Setup LASCAPATH environment variable. Add this to your .bash_profile

export LASCAPATH="${lasca-compiler-src-dir}/libs/base"

Add your ~/.local/bin directory to your PATH

export PATH=$PATH:~/.local/bin

Build and install lasca compiler

make install

Add bash completion config for lasca compiler options:

lasca --bash-completion-script lasca > $(brew --prefix)/etc/bash_completion.d/lasca

Run hello.lasca

lasca --exec examples/hello.lasca

Build on Ubuntu

Requirements: Haskell Stack > 1.6, Cabal > 2.0, LLVM 6, CMake

Don't install Haskell Stack from apt.
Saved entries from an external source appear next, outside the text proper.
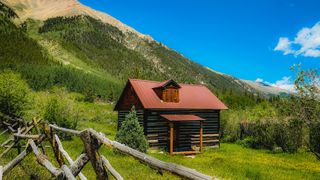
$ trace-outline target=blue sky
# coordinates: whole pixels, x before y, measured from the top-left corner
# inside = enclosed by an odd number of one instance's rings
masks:
[[[286,84],[294,77],[293,64],[320,67],[317,0],[80,2],[107,12],[193,61],[241,79]]]

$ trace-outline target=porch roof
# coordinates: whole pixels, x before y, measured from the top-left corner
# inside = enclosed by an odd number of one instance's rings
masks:
[[[205,119],[193,114],[160,114],[168,121],[203,121]]]

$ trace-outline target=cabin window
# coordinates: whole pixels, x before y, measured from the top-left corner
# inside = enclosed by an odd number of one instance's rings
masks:
[[[175,88],[167,88],[162,91],[162,100],[164,102],[179,102],[179,90]]]

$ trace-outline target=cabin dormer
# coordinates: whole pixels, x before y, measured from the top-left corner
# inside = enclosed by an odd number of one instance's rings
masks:
[[[159,86],[153,88],[162,102],[179,102],[179,89],[181,86],[174,80],[168,80],[159,84]]]

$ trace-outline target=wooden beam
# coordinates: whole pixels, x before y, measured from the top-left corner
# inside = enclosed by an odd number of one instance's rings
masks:
[[[41,120],[40,120],[41,121]],[[39,122],[40,122],[39,121]],[[24,128],[22,128],[22,135],[26,135],[29,131],[31,131],[31,129],[33,128],[34,126],[33,125],[30,125],[29,127],[24,127]],[[18,141],[19,141],[19,138],[17,138],[16,140],[15,140],[16,138],[14,137],[14,136],[11,136],[11,137],[9,137],[9,139],[6,141],[6,142],[4,142],[1,146],[5,146],[7,143],[9,143],[10,141],[14,141],[11,145],[9,145],[9,147],[5,150],[5,151],[3,151],[2,153],[1,153],[1,155],[0,155],[0,158],[1,157],[3,157],[5,154],[7,154],[9,151],[10,151],[10,149],[12,148],[12,147],[14,147],[17,143],[18,143]]]
[[[51,127],[52,129],[55,129],[55,130],[58,130],[58,131],[62,131],[62,132],[65,132],[65,133],[69,133],[69,134],[73,134],[73,135],[76,135],[76,136],[80,136],[80,133],[81,133],[80,131],[77,131],[77,130],[62,128],[62,127],[59,127],[59,126],[56,126],[56,125],[53,125],[53,124],[49,124],[49,127]]]
[[[106,146],[112,146],[113,148],[117,149],[118,151],[133,156],[136,159],[139,159],[141,162],[146,163],[147,165],[154,167],[160,170],[166,170],[176,175],[179,175],[186,179],[202,179],[202,180],[212,180],[211,176],[202,174],[194,169],[187,168],[185,166],[181,166],[175,163],[168,163],[163,162],[159,159],[151,157],[147,154],[144,154],[140,151],[132,149],[124,144],[121,144],[116,141],[112,141],[108,139],[104,134],[98,133],[92,129],[89,131],[96,136],[103,144]]]
[[[169,123],[170,126],[170,155],[173,155],[173,123]]]
[[[61,169],[54,167],[54,165],[38,150],[37,145],[33,140],[29,140],[33,153],[35,154],[37,161],[43,167],[45,167],[52,175],[57,177],[57,179],[62,179],[64,177],[64,173]]]
[[[101,156],[104,166],[116,180],[123,180],[123,177],[111,166],[110,162],[103,155]]]
[[[202,144],[203,144],[202,133],[203,133],[203,127],[202,127],[202,121],[200,121],[200,152],[202,152]]]
[[[73,176],[71,170],[65,164],[61,166],[62,171],[64,172],[65,178],[68,180],[76,180]]]
[[[38,126],[37,118],[35,118],[35,117],[32,118],[32,124],[33,124],[33,126],[35,127],[37,133],[38,133],[38,134],[41,134],[41,131],[40,131],[39,126]],[[40,143],[40,148],[41,148],[43,154],[47,154],[47,153],[46,153],[46,150],[44,149],[44,147],[43,147],[43,145],[42,145],[42,143]]]
[[[21,139],[39,139],[40,135],[28,135],[28,134],[13,134],[17,138]]]
[[[72,171],[72,174],[74,176],[78,176],[80,174],[81,170],[84,168],[84,166],[89,162],[89,157],[87,154],[81,154],[73,165],[70,166],[70,169]]]
[[[192,137],[200,137],[198,134],[191,135]],[[203,137],[219,137],[219,134],[203,134]]]
[[[69,162],[70,166],[74,165],[74,161],[71,159],[71,157],[69,156],[68,152],[64,150],[64,148],[62,146],[62,143],[61,143],[59,137],[56,134],[54,135],[54,139],[55,139],[55,142],[57,143],[59,151],[67,159],[67,161]],[[79,178],[81,180],[86,180],[87,179],[81,172],[79,173]]]
[[[55,139],[53,137],[52,128],[47,123],[44,124],[44,133],[47,136],[47,138],[48,138],[48,140],[50,142],[50,145],[51,145],[51,147],[53,149],[54,156],[55,156],[57,162],[59,163],[59,165],[61,167],[62,165],[65,164],[65,162],[64,162],[64,159],[63,159],[63,157],[61,155],[61,152],[59,151],[57,142],[55,141]]]
[[[97,137],[93,136],[89,130],[80,133],[80,138],[84,144],[87,156],[90,159],[92,167],[97,175],[97,179],[109,179],[108,173],[103,166],[101,156],[98,152],[100,142]]]
[[[42,142],[44,140],[45,136],[41,136],[38,141],[36,141],[36,144]],[[11,169],[16,167],[30,152],[32,151],[30,146],[27,146],[27,148],[22,151],[18,156],[16,156],[12,161],[10,161],[8,164],[6,164],[3,167],[3,174],[7,174]]]

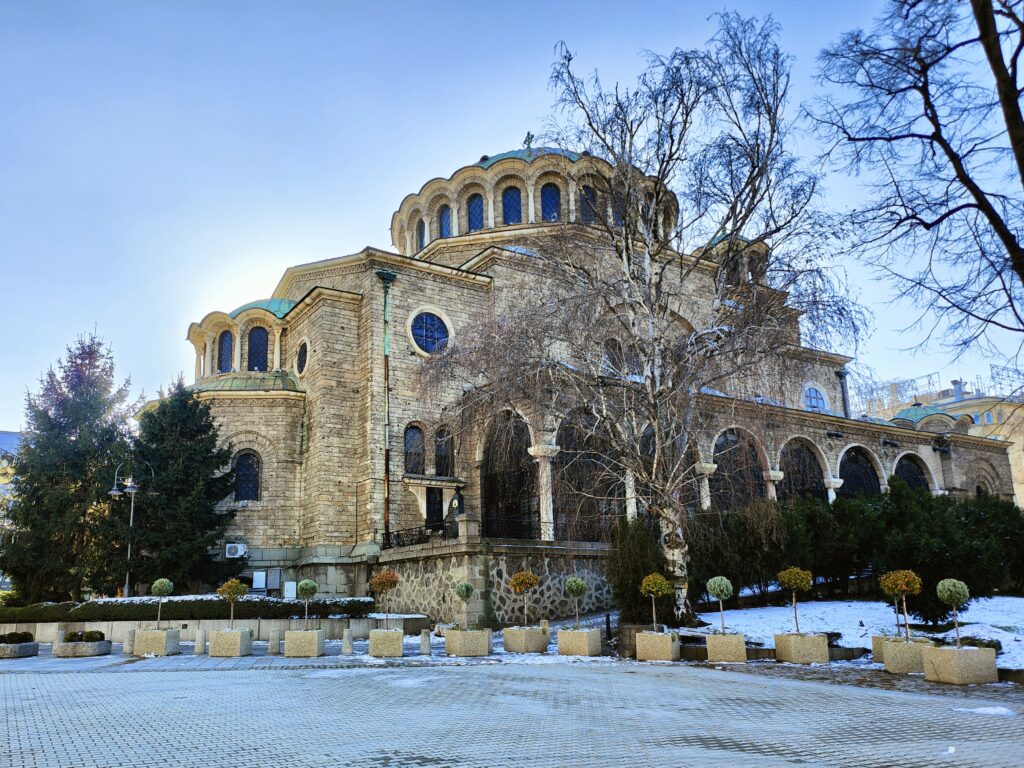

It's likely to be older than 1.6 and won't be able to upgrade

Do this instead:

curl -sSL https://get.haskellstack.org/ | sh

sudo apt install llvm-6.0-dev libgc-dev zlib1g-dev cmake
sudo add-apt-repository universe
sudo apt install libpcre2-dev
export LASCAPATH="${lasca-compiler-src-dir}/libs/base"
export PATH=$PATH:~/.local/bin
stack setup
make install
lasca -e examples/hello.lasca

Current n-body run

There are several implementation of n-body problem Currently it's quite slow due to boxing.

$ time lasca -e -O2 examples/nbody.lasca -- 50000000
-0.169075164
-0.169059907

real      7m13.261s
user      7m39.476s
sys       0m38.716s

find src -name "*.hs"  | xargs cat | wc -l
4738

cat rts/runtime.c rts/builtin.c rts/lasca.h | wc -l
1324